WASHINGTON, D.C. (February 26, 2019)—In the Feb. 22, issue of the NAHC Report, the National Association of Home Care & Hospice broke down a recent Health Affairs study. Health care spending in the United States is expected to rise to nearly $6 trillion by 2027, but home health spending will rise faster than all other care categories, according to a new projection from the Office of the Actuary of the Centers for Medicare & Medicaid Services (CMS).
“As a result of economic and demographic trends, we expect health spending growth to increase over this next decade,” said economist Andrea Sisko of the National Health Statistics Group and lead author of the Health Affairs study. “While Medicare spending is expected to accelerate the fastest among payers and contribute to the increase, growth in health prices and disposable personal income are also significant contributors.”

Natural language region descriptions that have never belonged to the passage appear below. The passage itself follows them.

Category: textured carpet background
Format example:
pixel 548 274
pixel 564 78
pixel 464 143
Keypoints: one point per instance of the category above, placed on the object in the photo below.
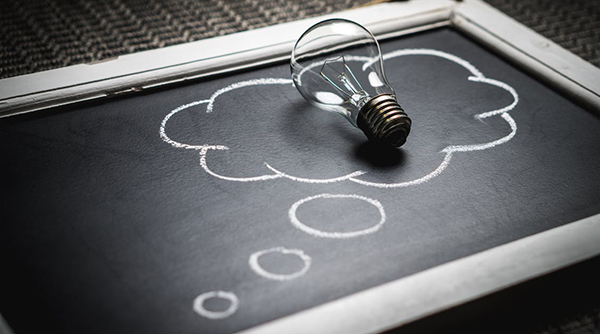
pixel 38 35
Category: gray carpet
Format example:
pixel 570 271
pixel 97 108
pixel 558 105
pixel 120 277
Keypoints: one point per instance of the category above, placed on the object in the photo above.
pixel 38 35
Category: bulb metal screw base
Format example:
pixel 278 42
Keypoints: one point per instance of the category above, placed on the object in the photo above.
pixel 383 120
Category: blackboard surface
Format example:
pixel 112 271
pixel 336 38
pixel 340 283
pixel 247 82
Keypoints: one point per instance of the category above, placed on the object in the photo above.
pixel 110 227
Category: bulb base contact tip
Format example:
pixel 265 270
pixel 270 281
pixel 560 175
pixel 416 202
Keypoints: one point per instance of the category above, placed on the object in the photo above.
pixel 383 120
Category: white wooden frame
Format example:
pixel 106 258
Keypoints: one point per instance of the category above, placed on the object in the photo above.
pixel 406 299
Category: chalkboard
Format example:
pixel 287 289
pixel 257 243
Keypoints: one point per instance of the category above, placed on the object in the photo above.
pixel 224 204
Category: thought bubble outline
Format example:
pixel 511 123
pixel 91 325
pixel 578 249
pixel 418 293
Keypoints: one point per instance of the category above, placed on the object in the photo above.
pixel 476 76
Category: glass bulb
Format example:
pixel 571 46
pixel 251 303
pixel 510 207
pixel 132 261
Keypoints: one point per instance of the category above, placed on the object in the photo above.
pixel 337 66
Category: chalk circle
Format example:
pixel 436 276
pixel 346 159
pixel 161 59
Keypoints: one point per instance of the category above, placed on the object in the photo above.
pixel 336 235
pixel 253 261
pixel 200 309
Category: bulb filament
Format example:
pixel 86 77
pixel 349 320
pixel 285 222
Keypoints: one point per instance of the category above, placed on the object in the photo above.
pixel 345 76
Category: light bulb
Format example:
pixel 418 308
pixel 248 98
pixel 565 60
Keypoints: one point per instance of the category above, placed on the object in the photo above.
pixel 337 66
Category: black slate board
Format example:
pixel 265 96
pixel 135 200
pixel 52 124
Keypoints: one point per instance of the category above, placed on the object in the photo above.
pixel 108 228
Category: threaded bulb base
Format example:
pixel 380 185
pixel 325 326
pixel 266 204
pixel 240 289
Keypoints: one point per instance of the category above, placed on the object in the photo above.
pixel 383 120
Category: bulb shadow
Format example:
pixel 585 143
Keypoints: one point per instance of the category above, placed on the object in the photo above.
pixel 380 156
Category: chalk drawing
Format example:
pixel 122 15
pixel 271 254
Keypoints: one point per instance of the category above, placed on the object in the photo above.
pixel 336 235
pixel 200 309
pixel 475 76
pixel 258 269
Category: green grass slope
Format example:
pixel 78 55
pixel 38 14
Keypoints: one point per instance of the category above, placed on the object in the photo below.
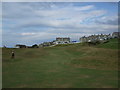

Speaking to reporters during a media teleconference on Feb. 20, Sisko said that long observed “key economic and demographic factors fundamental to the health sector are anticipated to be the major drivers of healthcare spending and coverage trends over the projection period.”
Those key factors driving the increase in health care spending are an aging baby boomer demographic moving into Medicare, a 2.5 percent increase in prices for medical goods and services through 2027 (a significant increase from the 1.1 percent rate of growth from 2014-2017), and continued growth in the economy and employment.
While almost $109 billion will be spent on home health care in the United States in 2019, that amount is expected to rise to almost $187 billion by 2027, according to the actuarial report. Those increases are driven by substantial year-over-year growth, with a 6.8 percent rise in home health spending projected in 2019 and a 7 percent increase for 2027. That’s in comparison to national health care spending, which is expected to grow 4.8 percent in 2019.
No other sector of the health care continuum is expected to grow as fast as home health.
Government spending is expected to pay for 47 percent of national health care spending, up from 45 percent in 2017. “This increase is entirely accounted for by an increase in the federal government’s share, which largely reflects faster growth in Medicare spending as the baby-boom generation continues to transition into the program,” Sisko said.
Medicare is projected to grow 7.4 percent, higher than Medicaid’s 5.5 percent growth or the 4.8 percent growth expected for private health insurance.
Out-of-pocket expenditures are projected to grow at an average rate of 4.8 percent through 2027 and to represent almost 10 percent of total spending by 2027, a fall from 10.5 percent in 2017.